In ANSI C (aka C89), all array dimensions must be compile-time integer constants (this excludes variables declared as const). The one exception is that the first array dimension can be written as an empty set of brackets in certain contexts, such as function parameters, extern declarations, and initializations.

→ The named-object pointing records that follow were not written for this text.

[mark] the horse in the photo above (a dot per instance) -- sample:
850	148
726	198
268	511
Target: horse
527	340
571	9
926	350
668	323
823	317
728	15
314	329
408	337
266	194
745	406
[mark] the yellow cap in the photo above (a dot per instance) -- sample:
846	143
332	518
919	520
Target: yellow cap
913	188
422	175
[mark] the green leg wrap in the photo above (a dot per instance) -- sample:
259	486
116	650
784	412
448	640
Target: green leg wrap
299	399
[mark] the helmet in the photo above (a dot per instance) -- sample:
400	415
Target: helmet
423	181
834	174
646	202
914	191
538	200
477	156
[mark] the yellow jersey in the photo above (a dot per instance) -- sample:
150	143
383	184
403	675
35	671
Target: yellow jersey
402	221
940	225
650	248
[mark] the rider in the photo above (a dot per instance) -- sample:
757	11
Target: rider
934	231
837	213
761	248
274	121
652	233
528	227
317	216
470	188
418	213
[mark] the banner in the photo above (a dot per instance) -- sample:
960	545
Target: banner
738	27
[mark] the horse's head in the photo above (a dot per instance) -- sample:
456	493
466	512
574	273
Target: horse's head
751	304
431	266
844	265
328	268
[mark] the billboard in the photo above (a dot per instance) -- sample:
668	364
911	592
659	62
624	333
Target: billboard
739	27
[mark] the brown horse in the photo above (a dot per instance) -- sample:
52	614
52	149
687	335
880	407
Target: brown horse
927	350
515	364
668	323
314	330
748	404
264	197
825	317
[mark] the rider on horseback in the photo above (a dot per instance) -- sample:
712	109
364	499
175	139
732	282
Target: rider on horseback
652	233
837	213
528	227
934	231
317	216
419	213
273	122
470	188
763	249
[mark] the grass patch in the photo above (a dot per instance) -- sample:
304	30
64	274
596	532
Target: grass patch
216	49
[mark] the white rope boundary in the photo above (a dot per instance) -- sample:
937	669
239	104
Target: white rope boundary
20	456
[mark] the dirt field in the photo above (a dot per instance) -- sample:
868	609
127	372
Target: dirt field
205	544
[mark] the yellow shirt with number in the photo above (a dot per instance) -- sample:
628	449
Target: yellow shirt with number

For example:

// The first parameter is a pointer to an array of char with 5 columns and an
// unknown number of rows.  It's equivalent to 'char (*array_param)[5]', i.e.
// "pointer to array 5 of char" (this only applies to function parameters).
void some_function(char array_param[][5])
{
    array_param[2][3] = 'c';  // Accesses the (2*5 + 3)rd element
}

// Declare a global 2D array with 5 columns and an unknown number of rows
extern char global_array[][5];

// Declare a 3x2 array.  The first dimension is determined by the number of
// initializer elements
int my_array[][2] = {{1, 2}, {3, 4}, {5, 6}};

C99 added a new feature called variable-length arrays (VLAs), where the first dimension is allowed to be a non-constant, but only for arrays declared on the stack (i.e. those with automatic storage). Global arrays (i.e. those with static storage) cannot be VLAs. For example:

void some_function(int x)
{
    // Declare VLA on the stack with x rows and 5 columns.  If the allocation
    // fails because there's not enough stack space, the behavior is undefined.
    // You'll probably crash with a segmentation fault/access violation, but
    // when and where could be unpredictable.
    int my_vla[x][5];
}

Note that the latest edition of the C standard, C11, makes VLAs optional. Objective-C is based off of C99 and supports VLAs. C++ does not have VLAs, although many C/C++ compilers such as g++ which support VLAs in their C implementation also support VLAs in C++ as an extension.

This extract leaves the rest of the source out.